The Priestess of Unfinished Projects was resting, Her newborn God wrapped snuggly in her arms. She was in good spirits, even after Her many hours of birthing. Most of the colony was upstairs celebrating with cookies and milk, and a growing pile of offerings decorated the end table.
The High Priest watched the scene from his perch on Her shoulder. Several acolytes were bustling about the room, doing their best to clean up the bloodied towels. Two were preparing more tea. A team of mice were moving the bowl of discarded placenta to someplace out of the way.
He had expressed some concern that the Priestess did not intend to consume any of the placenta, given that it was full of nutrients, and that’s what the colony mothers did… but She’d just raised an eyebrow at him and said “No. Just…ugh…no. I’ll burn it later.” Well, sometimes the divine was inscrutable.

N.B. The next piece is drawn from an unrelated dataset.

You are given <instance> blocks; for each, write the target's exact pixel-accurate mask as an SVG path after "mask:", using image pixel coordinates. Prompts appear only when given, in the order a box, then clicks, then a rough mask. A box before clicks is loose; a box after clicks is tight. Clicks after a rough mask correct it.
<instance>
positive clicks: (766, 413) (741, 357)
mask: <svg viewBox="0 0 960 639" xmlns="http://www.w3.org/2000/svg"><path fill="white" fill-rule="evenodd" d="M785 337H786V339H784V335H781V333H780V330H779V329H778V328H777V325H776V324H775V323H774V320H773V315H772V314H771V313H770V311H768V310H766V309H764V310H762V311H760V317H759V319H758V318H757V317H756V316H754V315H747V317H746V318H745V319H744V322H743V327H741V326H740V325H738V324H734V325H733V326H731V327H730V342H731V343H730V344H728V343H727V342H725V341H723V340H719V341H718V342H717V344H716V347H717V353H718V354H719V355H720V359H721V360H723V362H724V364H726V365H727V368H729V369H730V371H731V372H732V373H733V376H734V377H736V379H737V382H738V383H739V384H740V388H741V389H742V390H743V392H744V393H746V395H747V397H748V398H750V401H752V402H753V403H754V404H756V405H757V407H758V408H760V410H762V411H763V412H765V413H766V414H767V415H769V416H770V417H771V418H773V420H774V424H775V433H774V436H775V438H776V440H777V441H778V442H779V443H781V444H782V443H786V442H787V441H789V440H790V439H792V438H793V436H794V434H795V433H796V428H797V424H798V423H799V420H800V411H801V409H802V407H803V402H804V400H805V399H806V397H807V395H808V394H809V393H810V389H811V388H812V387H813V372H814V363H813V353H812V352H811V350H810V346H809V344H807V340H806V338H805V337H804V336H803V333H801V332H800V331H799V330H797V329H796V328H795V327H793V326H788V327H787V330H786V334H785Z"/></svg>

His eye was caught by one of the acolytes pausing in their work. They wrung their paws together, as if agonizing over something…then they squared their shoulders, and scampered up the side of the sofa. He expected them to come ask some urgent (to the acolyte, at least) theological conundrum. Instead, the small mouse crept up the baby blanket, and peered at the little face intently.
Tiny whiskers quivvered. Small beady dark eyes met rounded grey ones. A chubby fist uncurled, and a finger brushed soft brown fur. A tiny paw curled around the fingertip.
“Hail!” the acolyte breathed in awe “Hail the God of Gentlest Greetings!”
The Priestess chuckled as the newly anointed High Priest sat on his God’s blanket, and started reciting important catechisms. “Start ‘em early, huh?”
The elder High Priest nodded with a contented sigh. A new God had chosen a High Priest, there were cookies, and all was right in the universe. Hail.